By rhawk — On Oct 17, 2011

In the US there are now laws in 17 states as well as several federal laws regulating the use of laser pointers. I also remember reading that Heathrow airport in the UK had enacted some strict regulations against their use in the area around the airport where planes approach to land.

It wouldn't take much to blind a pilot with one of these devices and contribute to an air accident. I've heard of stories of pilots being momentarily blinded by them already.

So its probably a special case that goes beyond typical regulations for something like gun laws, which have restrictions both on who can own them and where they can be carried.

By umbra21 — On Oct 17, 2011

@KoiwiGal - I think the problem is that a kid can just make his or her own laser, as they point out in the article. The instructions are online and the components aren't that difficult to find.

I remember reading about how for a while the airplanes coming into my local airport would occasionally have a laser beam put into the cockpit.

I can only imagine that was some young person, thinking it was a funny prank, when in reality they were endangering possibly hundreds of people.

Unfortunately, like with so many other things in this world, we all have to trust the judgment of the people around us, and the safeguards that are put into place, because there would be no way to really regulate someone just making such a simple thing as a DIY laser light.

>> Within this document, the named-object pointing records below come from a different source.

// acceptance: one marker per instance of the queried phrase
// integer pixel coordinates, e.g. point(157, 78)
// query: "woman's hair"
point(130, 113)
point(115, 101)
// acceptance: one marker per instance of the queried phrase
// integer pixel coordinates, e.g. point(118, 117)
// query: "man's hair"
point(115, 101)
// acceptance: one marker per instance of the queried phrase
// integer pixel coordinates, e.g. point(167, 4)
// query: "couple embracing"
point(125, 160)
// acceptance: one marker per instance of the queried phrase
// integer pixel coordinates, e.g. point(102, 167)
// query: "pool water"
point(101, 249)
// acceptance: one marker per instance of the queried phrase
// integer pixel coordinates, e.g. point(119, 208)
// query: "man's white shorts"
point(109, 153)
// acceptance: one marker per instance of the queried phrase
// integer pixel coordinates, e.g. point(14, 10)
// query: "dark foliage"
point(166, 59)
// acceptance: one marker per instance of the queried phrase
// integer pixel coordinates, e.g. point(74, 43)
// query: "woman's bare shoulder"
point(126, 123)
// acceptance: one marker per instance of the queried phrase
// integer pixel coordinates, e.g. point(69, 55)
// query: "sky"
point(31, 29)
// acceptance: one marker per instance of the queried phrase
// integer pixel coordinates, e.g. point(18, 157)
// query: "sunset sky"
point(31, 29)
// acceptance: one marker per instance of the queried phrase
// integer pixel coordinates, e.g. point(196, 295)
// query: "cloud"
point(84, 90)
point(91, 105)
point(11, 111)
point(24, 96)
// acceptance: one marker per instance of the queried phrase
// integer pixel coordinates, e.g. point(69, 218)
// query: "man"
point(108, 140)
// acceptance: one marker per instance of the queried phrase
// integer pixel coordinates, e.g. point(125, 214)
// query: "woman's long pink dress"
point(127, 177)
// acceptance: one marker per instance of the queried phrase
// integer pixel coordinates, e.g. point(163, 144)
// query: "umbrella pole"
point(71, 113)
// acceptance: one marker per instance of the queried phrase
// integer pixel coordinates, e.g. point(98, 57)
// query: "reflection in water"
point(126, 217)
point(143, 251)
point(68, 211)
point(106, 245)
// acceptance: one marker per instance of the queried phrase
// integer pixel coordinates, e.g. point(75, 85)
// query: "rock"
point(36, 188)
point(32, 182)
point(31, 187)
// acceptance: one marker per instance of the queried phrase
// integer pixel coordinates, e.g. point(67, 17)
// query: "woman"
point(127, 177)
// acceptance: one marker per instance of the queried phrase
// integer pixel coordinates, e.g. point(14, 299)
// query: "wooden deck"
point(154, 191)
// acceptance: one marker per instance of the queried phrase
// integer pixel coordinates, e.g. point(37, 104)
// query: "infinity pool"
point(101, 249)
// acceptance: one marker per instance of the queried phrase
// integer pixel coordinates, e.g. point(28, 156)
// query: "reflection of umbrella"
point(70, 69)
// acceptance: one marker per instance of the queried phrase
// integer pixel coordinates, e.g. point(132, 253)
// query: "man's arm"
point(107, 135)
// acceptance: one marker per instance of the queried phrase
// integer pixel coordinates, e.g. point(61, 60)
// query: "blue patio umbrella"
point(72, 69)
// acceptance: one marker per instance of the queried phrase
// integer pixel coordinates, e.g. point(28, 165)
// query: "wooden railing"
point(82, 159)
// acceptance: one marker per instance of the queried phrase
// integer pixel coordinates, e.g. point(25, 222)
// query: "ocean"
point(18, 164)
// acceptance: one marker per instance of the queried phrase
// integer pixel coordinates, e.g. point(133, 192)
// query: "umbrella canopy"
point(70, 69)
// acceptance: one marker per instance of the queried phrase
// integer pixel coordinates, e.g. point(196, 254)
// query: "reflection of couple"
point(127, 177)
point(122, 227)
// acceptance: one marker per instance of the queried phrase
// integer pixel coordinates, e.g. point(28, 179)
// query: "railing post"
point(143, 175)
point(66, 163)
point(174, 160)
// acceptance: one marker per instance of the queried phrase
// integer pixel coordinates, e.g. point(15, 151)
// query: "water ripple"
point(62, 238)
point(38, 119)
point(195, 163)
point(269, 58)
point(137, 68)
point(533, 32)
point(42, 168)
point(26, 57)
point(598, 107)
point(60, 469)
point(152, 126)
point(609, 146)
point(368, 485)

By KoiwiGal — On Oct 16, 2011

@irontoenail - Well, there are a lot of things that can blind you. Take that stick you just suggested. A child could just as easily harm his friend with that.

Which is not to say that lasers shouldn't be taken lightly. But, I think they ought to be carefully explained to children, and only given to older kids, rather than banning them altogether.

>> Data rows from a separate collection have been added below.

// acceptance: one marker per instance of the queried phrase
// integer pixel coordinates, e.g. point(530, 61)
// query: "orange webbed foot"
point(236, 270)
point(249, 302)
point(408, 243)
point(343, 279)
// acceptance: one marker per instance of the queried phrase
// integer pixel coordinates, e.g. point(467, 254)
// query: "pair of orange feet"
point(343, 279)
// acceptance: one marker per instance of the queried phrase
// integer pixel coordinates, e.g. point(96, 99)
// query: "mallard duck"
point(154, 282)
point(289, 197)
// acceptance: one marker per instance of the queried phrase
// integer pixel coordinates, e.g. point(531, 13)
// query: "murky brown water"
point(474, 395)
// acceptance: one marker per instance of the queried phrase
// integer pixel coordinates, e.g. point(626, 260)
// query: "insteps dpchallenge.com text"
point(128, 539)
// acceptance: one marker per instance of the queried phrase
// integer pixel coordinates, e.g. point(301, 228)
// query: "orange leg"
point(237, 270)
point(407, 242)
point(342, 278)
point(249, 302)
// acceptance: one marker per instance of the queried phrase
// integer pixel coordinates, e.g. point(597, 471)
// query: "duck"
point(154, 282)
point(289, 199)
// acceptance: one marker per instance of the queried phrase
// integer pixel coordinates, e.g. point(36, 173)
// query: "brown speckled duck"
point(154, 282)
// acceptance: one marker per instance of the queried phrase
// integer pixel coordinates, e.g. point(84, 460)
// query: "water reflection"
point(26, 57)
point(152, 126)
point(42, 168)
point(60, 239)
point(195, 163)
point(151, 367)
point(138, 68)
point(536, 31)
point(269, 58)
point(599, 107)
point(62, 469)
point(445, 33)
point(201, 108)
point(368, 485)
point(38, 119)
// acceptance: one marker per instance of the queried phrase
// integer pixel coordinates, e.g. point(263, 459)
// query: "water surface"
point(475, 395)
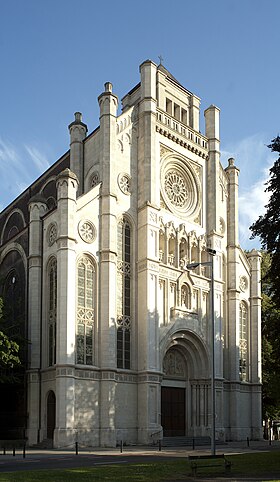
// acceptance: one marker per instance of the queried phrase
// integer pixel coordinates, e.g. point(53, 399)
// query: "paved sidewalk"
point(226, 448)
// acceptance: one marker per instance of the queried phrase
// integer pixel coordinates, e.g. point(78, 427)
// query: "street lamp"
point(192, 266)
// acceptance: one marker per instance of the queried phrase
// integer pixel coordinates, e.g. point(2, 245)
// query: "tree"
point(267, 227)
point(270, 345)
point(9, 349)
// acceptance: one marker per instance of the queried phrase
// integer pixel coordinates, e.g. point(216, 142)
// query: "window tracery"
point(123, 294)
point(243, 342)
point(52, 307)
point(85, 316)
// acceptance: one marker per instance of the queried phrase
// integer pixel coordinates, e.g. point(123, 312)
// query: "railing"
point(187, 132)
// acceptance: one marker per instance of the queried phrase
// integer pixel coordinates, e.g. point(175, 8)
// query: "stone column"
point(255, 341)
point(233, 294)
point(108, 103)
point(233, 270)
point(37, 208)
point(67, 184)
point(148, 259)
point(78, 132)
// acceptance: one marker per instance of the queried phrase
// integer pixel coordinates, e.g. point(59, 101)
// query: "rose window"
point(176, 188)
point(52, 234)
point(180, 188)
point(87, 231)
point(124, 183)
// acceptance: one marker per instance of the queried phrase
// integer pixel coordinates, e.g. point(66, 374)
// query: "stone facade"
point(119, 324)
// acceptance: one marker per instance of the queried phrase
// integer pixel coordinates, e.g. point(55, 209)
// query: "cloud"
point(19, 167)
point(38, 158)
point(254, 161)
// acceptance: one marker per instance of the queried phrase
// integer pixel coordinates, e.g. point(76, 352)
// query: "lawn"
point(264, 464)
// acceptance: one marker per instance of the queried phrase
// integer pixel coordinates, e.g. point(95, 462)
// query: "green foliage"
point(267, 227)
point(9, 349)
point(261, 464)
point(270, 344)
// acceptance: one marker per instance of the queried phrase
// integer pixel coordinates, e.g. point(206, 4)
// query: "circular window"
point(87, 231)
point(124, 182)
point(180, 188)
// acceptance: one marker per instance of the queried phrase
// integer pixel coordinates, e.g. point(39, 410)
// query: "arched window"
point(85, 312)
point(243, 342)
point(52, 304)
point(123, 294)
point(186, 297)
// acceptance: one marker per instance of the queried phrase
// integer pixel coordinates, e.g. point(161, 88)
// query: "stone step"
point(44, 444)
point(185, 441)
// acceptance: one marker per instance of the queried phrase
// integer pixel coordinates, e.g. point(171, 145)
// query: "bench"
point(200, 461)
point(13, 444)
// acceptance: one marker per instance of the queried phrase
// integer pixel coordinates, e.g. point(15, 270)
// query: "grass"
point(266, 464)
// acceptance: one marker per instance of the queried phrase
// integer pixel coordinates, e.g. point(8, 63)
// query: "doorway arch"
point(51, 407)
point(185, 388)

I mean, usually the gun laws allow teenagers to own and use guns.

As long as young people are taught to use a laser beam with the same caution they would anything else with the potential for harm, I don't think they are any more or less dangerous with it than an adult.

By irontoenail — On Oct 15, 2011

You need to be so careful about using lasers. You never know when someone is going to be around and they might end up getting blinded.

There was a case in the news I remember about a couple of kids who were given cheap laser pointers as a present. One of them pointed it at the other's eyes and managed to blind him.

I think he might have only lost partial sight in his eye, but still, it seems like giving something like this to a kid, when it has the potential to blind so easily, is foolish.

If you need to point to something, can't you just use a stick instead?